05: Heroes & Heralds
Game: Ultimate Marvel Vs. Capcom 3
Another card-based extension, Heroes & Heralds addressed the criticism that the game had little content for offline play. A fully featured offline mode is only the beginning, as the cards gathered up enable you to modify your teams of three, giving them combinations of outrageous power-ups to suit your play style. Back online, in competitions that could span a week, trading your idiosyncratic systems with others completely changes the mechanics and focuses of fighting, with forced X Factor triggers or ridiculous power boosts rewriting the rules of combat again and again. An astonishingly inventive expansion by Capcom, and free too.
04: Keys to the City
Developer: Realtime Worlds
Though interesting cheat modes were prevalent in the 16-bit heyday of platform games, the greater complexity of coding meant that debug modes were slowly abandoned due to quality issues in the generations that followed. Not so for the Xbox 360’s Crackdown, the free DLC package for which let players fiddle with player stats, powering them up into instant superheroes, and spawn cars and guns straight into the world. In a co-op session it proved a scream, and enabled people to bend the world’s rules and invent whole other games within games.
03: Point Lookout
Game: Fallout 3
Developer: Bethesda Softworks
After a couple of DLC packages which felt like little more than an enhanced weapons pack (Operation Anchorage) and a thinly veiled homage to Escape From New York (The Pitt), Bethesda pushed the boat out for Point Lookout. The boat, in fact, was pushed out all the way to Louisiana, providing a huge area of standalone swampland with its own plot arc, side-quests and hidden secrets. With entirely new enemies, weapons and aesthetics, Point Lookout was like a whole new game in itself.
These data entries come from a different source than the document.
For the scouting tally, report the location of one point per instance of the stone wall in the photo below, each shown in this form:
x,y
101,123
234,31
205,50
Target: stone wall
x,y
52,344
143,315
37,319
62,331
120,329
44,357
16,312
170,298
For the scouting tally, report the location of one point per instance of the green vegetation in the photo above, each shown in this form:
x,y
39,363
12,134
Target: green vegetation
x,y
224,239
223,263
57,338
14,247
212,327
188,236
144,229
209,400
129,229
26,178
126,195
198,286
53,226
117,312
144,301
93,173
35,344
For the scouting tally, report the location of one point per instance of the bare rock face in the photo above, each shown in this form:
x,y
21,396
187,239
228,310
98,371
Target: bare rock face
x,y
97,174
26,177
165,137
02: The Ballad Of Gay Tony
Game: Grand Theft Auto IV
Developer: Rockstar Games
Everybody loved GTA IV, but there bound to be a few criticisms. Most were reactions to the subtler, more grown-up tone, which stood in stark contrast next to some of San Andreas’s sillier moments. Where was the parachuting? The secret military bomber planes? The jetpacks? Luckily, after expansion The Lost and Damned provided lots of bikes and little else, The Ballad Of Gay Tony arrived to camp things up. Not only did basejumping make a welcome return, but prototype missile-spewing helicopters, APC chases down the highway and even stealing a train straight from the tracks were all stand-out features of an expansion that hugely changed the tone and possibilities of a whole city.
01: Brood War
If there was one thing wrong with Blizzard’s genre defining real time stratergy game, it was that there just wasn't enough of it. For a game the didn't really need a powerful narrative, Starcraft created a very compelling fiction to motivate players to keep playing. And with enough effort it didn't take long beat the game. While satifying, the ending left a the fate of a lot of the characters open. Brood War picked up just two days after the end of Statcraft delivering an excellent narative, that focused on the Queen of Blades herself, Kerrigan. Brood War could easily have been just a story expansion and still be considered fantastic, but Blizzard had other plans. By introducing a host of new units, Brood War elevated it's gameplay as well and firmly entrenched itself as the only competitive RTS.